GitHub Hack: Crypto Thieves Exploit Popularity

Cybercriminals are exploiting the popularity of GitHub, the world's largest code-sharing platform, to create fake projects with the sole purpose of stealing cryptocurrency and sensitive user data. According to a report by cybersecurity firm Kaspersky, the campaign, dubbed "GitVenom," has seen hackers create hundreds of repositories hosting malicious software that includes remote access trojans (RATs), info-stealers, and clipboard hijackers.

The fake projects, which range from a Telegram bot for managing Bitcoin wallets to a tool for automating Instagram account interactions, are designed to appear legitimate. The hackers behind these projects go to great lengths to make them seem authentic, including well-designed instruction files and artificially inflating the number of commits to give the impression of active development.

Upon closer inspection, however, these projects do not implement the features discussed in the instruction and explainer files. Instead, they perform meaningless actions and contain malicious payloads that download components such as info stealers, which collect saved credentials, cryptocurrency wallet data, and browsing history, and upload it to the hackers through Telegram. Another malicious component uses a clipboard hijacker that seeks crypto wallet addresses and replaces them with attacker-controlled ones.

The GitVenom campaign has been active for at least two years and has successfully targeted users worldwide, with a particular focus on Russia, Brazil, and Turkey. In one instance, a hacker-controlled wallet received 5 Bitcoin (BTC), currently worth around $442,000, after a user fell victim to the malware in November.
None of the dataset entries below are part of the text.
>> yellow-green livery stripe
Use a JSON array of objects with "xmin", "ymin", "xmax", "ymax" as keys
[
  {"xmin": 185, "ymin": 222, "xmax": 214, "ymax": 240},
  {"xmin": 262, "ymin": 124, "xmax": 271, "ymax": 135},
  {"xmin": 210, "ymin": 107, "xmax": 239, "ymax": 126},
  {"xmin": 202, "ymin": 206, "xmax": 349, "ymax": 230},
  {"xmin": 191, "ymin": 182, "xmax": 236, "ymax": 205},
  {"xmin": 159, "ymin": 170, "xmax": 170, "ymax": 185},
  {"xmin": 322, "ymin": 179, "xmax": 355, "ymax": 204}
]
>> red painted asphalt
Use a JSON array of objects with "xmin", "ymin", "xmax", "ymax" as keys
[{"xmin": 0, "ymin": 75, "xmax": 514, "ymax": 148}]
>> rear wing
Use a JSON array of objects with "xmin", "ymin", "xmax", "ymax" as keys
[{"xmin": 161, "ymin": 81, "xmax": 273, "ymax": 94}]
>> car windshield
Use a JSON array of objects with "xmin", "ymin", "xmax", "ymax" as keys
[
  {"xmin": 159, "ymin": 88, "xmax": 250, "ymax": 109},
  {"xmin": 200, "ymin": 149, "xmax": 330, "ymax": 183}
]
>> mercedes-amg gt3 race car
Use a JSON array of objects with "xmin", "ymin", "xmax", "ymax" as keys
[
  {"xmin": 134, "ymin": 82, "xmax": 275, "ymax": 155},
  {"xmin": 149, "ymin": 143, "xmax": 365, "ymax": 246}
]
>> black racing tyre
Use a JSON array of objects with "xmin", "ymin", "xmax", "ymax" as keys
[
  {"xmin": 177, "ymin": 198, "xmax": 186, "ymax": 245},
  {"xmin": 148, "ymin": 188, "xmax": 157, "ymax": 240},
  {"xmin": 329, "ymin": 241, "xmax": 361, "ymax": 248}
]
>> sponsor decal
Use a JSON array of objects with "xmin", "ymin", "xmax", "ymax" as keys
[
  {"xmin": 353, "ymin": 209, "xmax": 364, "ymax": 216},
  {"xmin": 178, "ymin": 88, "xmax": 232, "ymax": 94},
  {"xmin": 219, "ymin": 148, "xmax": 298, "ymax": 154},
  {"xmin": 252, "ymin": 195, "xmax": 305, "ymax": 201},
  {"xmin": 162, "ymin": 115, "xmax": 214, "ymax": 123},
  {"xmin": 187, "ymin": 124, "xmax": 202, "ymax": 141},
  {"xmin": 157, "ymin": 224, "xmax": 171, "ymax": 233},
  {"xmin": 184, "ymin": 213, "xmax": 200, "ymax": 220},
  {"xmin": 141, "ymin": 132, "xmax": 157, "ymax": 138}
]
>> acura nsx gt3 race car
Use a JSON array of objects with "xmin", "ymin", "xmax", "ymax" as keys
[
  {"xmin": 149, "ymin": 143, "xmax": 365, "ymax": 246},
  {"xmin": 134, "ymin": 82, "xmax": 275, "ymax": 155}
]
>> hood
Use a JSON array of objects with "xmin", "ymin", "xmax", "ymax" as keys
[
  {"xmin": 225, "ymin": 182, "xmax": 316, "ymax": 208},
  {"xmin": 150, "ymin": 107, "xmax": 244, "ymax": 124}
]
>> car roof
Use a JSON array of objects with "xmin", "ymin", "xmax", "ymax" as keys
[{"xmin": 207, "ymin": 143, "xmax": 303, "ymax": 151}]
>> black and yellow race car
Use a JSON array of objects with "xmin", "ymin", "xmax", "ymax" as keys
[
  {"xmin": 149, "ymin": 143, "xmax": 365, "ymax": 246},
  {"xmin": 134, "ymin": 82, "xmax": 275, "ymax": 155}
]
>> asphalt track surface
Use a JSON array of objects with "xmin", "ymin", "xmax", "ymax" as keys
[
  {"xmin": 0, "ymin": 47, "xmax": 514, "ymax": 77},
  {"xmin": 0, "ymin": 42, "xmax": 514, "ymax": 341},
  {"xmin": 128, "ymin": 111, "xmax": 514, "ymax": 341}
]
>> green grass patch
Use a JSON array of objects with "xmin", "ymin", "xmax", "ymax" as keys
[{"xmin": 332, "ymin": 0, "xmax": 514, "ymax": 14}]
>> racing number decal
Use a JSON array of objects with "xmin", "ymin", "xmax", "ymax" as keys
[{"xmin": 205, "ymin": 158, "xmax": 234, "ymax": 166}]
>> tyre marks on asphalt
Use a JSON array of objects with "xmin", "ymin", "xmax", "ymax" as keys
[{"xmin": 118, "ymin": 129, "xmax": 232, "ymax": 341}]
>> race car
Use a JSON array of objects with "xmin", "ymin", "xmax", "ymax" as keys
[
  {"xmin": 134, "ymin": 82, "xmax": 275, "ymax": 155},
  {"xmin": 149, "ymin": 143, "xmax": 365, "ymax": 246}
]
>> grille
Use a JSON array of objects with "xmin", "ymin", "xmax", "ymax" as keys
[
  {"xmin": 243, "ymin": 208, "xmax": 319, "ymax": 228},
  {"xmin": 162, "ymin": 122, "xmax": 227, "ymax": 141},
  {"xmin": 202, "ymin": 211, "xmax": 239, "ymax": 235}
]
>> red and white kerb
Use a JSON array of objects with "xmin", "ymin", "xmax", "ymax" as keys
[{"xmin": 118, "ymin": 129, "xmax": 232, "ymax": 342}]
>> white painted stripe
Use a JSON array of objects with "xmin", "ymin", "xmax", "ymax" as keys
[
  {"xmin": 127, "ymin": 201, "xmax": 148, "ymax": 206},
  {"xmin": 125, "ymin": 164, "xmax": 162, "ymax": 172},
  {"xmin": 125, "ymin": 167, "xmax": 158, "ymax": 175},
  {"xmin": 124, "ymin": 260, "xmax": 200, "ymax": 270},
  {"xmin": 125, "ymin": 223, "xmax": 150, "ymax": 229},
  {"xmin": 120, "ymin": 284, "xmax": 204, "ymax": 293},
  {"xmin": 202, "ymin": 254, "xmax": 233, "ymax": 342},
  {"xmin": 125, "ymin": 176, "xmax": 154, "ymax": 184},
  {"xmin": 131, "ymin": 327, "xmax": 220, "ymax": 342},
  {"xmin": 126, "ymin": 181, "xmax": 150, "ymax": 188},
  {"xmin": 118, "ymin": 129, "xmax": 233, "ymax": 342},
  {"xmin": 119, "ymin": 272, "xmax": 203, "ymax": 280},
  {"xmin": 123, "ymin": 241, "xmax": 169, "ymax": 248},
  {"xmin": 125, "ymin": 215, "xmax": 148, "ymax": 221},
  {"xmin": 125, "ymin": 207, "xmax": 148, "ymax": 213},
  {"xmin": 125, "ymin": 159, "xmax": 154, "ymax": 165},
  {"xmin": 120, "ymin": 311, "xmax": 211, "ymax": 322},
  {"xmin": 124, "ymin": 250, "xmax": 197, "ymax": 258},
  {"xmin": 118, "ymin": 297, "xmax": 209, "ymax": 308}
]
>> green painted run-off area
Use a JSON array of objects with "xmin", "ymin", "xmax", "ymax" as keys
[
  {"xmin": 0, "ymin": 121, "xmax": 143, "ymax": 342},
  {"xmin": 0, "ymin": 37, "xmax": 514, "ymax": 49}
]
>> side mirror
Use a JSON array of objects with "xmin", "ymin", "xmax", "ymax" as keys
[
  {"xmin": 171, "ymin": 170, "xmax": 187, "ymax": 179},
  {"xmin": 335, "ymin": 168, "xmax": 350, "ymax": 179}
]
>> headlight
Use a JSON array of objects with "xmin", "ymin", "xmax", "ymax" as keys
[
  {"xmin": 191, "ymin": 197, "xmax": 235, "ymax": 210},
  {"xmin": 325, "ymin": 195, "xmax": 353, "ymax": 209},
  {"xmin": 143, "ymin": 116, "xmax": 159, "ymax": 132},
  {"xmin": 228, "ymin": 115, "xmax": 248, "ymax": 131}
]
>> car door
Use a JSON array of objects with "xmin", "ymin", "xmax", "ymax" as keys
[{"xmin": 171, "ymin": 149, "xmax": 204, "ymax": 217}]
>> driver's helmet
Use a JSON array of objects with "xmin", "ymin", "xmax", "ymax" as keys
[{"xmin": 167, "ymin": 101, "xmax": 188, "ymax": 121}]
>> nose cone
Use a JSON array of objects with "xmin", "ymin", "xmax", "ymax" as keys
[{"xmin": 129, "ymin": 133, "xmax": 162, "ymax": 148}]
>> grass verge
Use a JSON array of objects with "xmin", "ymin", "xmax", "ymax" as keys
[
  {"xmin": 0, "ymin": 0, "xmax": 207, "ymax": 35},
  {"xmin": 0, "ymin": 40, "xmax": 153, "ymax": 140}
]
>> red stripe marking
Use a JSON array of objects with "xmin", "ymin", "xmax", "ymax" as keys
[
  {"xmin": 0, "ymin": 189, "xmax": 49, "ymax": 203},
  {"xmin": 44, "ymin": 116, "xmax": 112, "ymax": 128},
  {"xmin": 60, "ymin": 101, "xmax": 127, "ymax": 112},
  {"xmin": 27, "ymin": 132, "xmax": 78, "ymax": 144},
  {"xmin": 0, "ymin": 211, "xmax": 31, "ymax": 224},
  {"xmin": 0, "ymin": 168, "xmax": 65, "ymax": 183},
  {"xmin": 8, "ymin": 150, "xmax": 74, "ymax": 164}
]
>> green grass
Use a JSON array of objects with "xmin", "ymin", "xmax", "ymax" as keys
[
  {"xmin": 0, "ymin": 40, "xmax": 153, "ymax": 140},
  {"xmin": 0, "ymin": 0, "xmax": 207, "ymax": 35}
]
Kaspersky analyst Georgy Kucherin warns that the use of fake software as an infection lure will continue, given the widespread use of code-sharing platforms like GitHub by millions of developers worldwide. He advises users to be cautious and check the actions performed by any third-party code before downloading it. While the tactics, techniques, and procedures of the attackers may evolve, the threat of fake projects on GitHub remains a significant concern for users and cybersecurity professionals alike.